La misión de esa policía política no consistía en perseguir el crimen y combatirlo, sino urdirlo y colgárselo luego a todo contrincante político que cumpliera una única condición: poner nervioso o no resultar afín del devoto responsable de la seguridad de todos. Charles Bronson resumió esa filosofía con precisión de pistolero hace décadas y en nadie se ha reencarnado con tanta devoción como en Fernández Díaz: ellos son la Justicia.

Valiéndose de sujetos tan siniestros y oscuros como el comisario Villarejo, bandas organizadas de policías fabrican informes, construyen dosieres, fabulan tramas, filtran notas o arman denuncias para poner en aprietos legales y destruir la reputación de competidores políticos molestos. Desde el nacionalismo catalán a Podemos, la lista de víctimas es larga y seguro que acabará siendo aún más extensa.

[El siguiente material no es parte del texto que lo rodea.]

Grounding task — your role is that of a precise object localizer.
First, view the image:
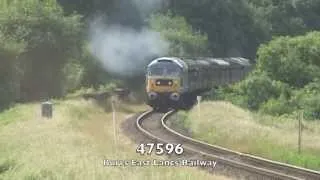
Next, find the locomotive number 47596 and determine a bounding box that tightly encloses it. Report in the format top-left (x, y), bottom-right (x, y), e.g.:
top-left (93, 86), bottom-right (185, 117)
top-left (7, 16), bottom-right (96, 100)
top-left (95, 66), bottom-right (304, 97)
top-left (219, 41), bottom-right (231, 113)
top-left (136, 143), bottom-right (184, 155)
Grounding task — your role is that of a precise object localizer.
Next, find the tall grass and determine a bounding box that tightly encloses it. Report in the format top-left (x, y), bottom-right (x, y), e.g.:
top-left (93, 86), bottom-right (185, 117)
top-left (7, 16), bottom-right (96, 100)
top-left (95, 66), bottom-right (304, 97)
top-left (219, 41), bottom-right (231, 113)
top-left (0, 100), bottom-right (227, 180)
top-left (175, 102), bottom-right (320, 170)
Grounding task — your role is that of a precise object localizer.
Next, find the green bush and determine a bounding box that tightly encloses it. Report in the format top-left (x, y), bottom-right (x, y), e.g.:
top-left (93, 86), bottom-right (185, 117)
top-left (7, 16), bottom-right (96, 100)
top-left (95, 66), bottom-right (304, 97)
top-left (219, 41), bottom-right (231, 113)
top-left (0, 0), bottom-right (83, 101)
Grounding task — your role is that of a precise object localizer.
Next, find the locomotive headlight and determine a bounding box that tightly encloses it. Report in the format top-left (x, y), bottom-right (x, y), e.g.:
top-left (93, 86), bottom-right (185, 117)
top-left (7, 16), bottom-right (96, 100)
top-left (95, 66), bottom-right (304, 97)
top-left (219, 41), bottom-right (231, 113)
top-left (148, 92), bottom-right (158, 100)
top-left (170, 93), bottom-right (180, 101)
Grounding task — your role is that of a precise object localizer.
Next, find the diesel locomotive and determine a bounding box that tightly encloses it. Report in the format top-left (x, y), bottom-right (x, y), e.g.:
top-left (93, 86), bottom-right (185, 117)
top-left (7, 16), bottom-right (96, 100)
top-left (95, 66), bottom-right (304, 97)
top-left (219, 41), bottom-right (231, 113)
top-left (146, 57), bottom-right (250, 110)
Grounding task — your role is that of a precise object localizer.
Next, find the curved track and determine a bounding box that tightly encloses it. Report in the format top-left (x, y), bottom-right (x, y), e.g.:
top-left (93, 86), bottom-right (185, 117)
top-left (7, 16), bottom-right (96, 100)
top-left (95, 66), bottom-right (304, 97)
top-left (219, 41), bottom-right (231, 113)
top-left (136, 111), bottom-right (320, 180)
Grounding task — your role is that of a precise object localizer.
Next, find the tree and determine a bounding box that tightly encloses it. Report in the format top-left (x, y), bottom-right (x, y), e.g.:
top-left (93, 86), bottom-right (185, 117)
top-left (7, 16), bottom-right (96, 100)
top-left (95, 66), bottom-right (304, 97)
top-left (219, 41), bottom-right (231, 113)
top-left (0, 0), bottom-right (83, 100)
top-left (149, 13), bottom-right (208, 56)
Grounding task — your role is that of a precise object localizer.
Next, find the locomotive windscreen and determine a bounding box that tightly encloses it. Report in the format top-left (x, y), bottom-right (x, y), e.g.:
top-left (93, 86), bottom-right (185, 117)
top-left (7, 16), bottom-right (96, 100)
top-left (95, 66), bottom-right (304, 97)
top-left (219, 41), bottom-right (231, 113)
top-left (148, 61), bottom-right (182, 76)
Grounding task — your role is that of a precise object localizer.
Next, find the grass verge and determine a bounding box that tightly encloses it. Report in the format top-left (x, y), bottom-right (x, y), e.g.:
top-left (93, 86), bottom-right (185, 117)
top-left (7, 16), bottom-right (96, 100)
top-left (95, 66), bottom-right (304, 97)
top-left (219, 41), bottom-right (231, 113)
top-left (0, 100), bottom-right (227, 180)
top-left (173, 102), bottom-right (320, 170)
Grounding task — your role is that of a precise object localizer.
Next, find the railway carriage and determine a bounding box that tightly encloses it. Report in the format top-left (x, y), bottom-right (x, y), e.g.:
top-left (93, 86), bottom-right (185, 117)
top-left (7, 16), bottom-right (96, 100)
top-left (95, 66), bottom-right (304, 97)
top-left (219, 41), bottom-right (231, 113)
top-left (146, 57), bottom-right (250, 110)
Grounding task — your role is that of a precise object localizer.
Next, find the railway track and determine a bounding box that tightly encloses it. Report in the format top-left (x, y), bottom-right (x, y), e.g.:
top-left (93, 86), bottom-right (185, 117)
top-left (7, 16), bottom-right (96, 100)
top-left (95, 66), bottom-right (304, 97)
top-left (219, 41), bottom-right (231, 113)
top-left (136, 111), bottom-right (320, 180)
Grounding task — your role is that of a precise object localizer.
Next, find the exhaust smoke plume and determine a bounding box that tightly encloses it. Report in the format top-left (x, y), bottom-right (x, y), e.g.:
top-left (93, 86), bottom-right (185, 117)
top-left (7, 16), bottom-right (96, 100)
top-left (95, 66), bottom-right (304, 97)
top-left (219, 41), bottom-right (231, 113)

La policía política es como la tortura, una vez que te lanzas por ese camino ya no puedes parar hasta que acaba destruyéndote. Ahora esas mismas bandas, acostumbradas a hacer de su voluntad la ley y a vivir al margen de la jerarquía, se pelean entre sí y a la vista de todo el mundo a golpe de dosier, informe y denuncia falsa. Las famosas cloacas del Estado han reventado por exceso de caudal. La mierda es como el agua, siempre.

Los nuevos responsables de Interior, con el ministro Zoido a la cabeza, se dicen preocupados y anuncian ir a poner orden. Ni basta ni es suficiente. Unos cuantos ceses, traslados discretos y jubilaciones anticipadas no van a resolverlo como tampoco frenaron el escándalo de la pederastia en la Iglesia. Disolver una policía política no es una cuestión de orden administrativo. Es una decisión política y un requisito imperativo para validar la calidad de una democracia.

Pasan gobiernos de un color y otro y un corrupto como el comisario Villarejo sigue ahí, igual que el dinosaurio. Poner orden no nos sirve ni para empezar, señor ministro. Hay que hacer limpieza, sacar la basura a la calle para que todos podamos verla y mandar a unos cuantos a la cárcel. Ésta vez sí, por el bien de la democracia.